A budget based on Representative Ryan’s “Path to Prosperity” was expected to pass the House with the promise of cutting $4 trillion in spending over the next decade. The administration had not responded. The $1.1 trillion in cuts in its own budget request, sent to Congress earlier in the year, looked paltry.
In the White House, Obama and his staff knew they needed a basic framework to counter Ryan.
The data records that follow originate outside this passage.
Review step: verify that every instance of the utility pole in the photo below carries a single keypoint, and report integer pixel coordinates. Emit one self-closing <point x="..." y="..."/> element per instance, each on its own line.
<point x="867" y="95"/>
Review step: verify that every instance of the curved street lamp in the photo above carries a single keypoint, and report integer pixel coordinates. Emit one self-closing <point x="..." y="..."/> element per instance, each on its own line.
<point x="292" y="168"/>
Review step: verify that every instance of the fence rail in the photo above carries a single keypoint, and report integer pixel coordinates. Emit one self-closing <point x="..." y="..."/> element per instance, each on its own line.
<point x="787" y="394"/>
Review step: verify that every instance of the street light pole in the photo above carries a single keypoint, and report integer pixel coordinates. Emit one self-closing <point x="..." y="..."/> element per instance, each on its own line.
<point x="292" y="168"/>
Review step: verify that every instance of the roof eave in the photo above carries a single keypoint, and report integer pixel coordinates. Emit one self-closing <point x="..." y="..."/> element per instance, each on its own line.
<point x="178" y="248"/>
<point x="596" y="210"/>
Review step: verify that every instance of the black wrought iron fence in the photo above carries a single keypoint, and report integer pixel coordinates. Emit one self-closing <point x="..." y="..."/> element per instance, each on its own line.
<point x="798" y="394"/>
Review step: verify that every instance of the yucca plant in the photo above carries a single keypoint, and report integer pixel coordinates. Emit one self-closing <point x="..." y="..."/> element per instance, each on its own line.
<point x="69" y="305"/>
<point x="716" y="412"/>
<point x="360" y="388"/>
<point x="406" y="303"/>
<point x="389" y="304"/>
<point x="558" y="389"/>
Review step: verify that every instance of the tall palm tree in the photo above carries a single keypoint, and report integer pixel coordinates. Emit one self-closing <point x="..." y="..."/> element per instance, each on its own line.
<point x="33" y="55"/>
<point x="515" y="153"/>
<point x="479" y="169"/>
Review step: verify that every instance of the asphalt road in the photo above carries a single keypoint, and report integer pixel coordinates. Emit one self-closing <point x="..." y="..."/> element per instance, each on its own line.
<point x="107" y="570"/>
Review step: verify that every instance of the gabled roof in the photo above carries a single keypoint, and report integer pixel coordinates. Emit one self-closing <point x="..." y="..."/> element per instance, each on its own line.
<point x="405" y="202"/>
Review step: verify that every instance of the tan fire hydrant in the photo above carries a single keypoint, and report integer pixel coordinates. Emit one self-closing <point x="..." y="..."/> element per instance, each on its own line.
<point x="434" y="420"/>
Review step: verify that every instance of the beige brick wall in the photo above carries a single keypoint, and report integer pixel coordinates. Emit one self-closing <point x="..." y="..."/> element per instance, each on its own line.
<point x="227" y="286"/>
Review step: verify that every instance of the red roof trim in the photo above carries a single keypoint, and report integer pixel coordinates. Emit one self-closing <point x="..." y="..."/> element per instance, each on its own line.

Lew and Sperling, reflecting their budget wonk roots, told the president that the only way out of partisan gridlock was to propose their own major budget, spending and tax deal with the Congress. The only times in recent history when big deals like this had actually worked were when the president brought together the key players—House and Senate, Republicans and Democrats. They cited Reagan and Speaker Tip O’Neill in 1983 on saving Social Security, George H. W. Bush and the Democrats in 1990 on raising taxes, and Clinton and Speaker Newt Gingrich on the budget in 1997.
“You bring everybody in the room,” Sperling said, “you hold hands, and you jump together.”
The senators in the so-called Gang of Six—an unofficial bipartisan group of three Democrats and three Republicans—had been promising to put out their deficit reduction and tax plan. Maybe the White
House could adopt theirs somehow. But despite frequent promises that the plan was imminent, the Gang didn’t get it done.
“We’re not waiting,” the president said in exasperation. He wanted to rip into Ryan’s plan. He was holding several meetings a week with his economic and speechwriting teams to figure out how best to do it and on the weekend of April 9 and 10, the president summoned them to the Oval Office. He wanted a credible alternative plan. Democrats didn’t want him to cut Medicare. But to prove his seriousness about deficit reduction, he said, he wanted to propose hundreds of billions of dollars in Medicare cuts and additional cuts in other cherished programs. He would also propose some cuts in Medicaid, the health insurance program for the poor. But there was a line that couldn’t be crossed, and Ryan’s plan had crossed it. The Ryan plan was a model of excess.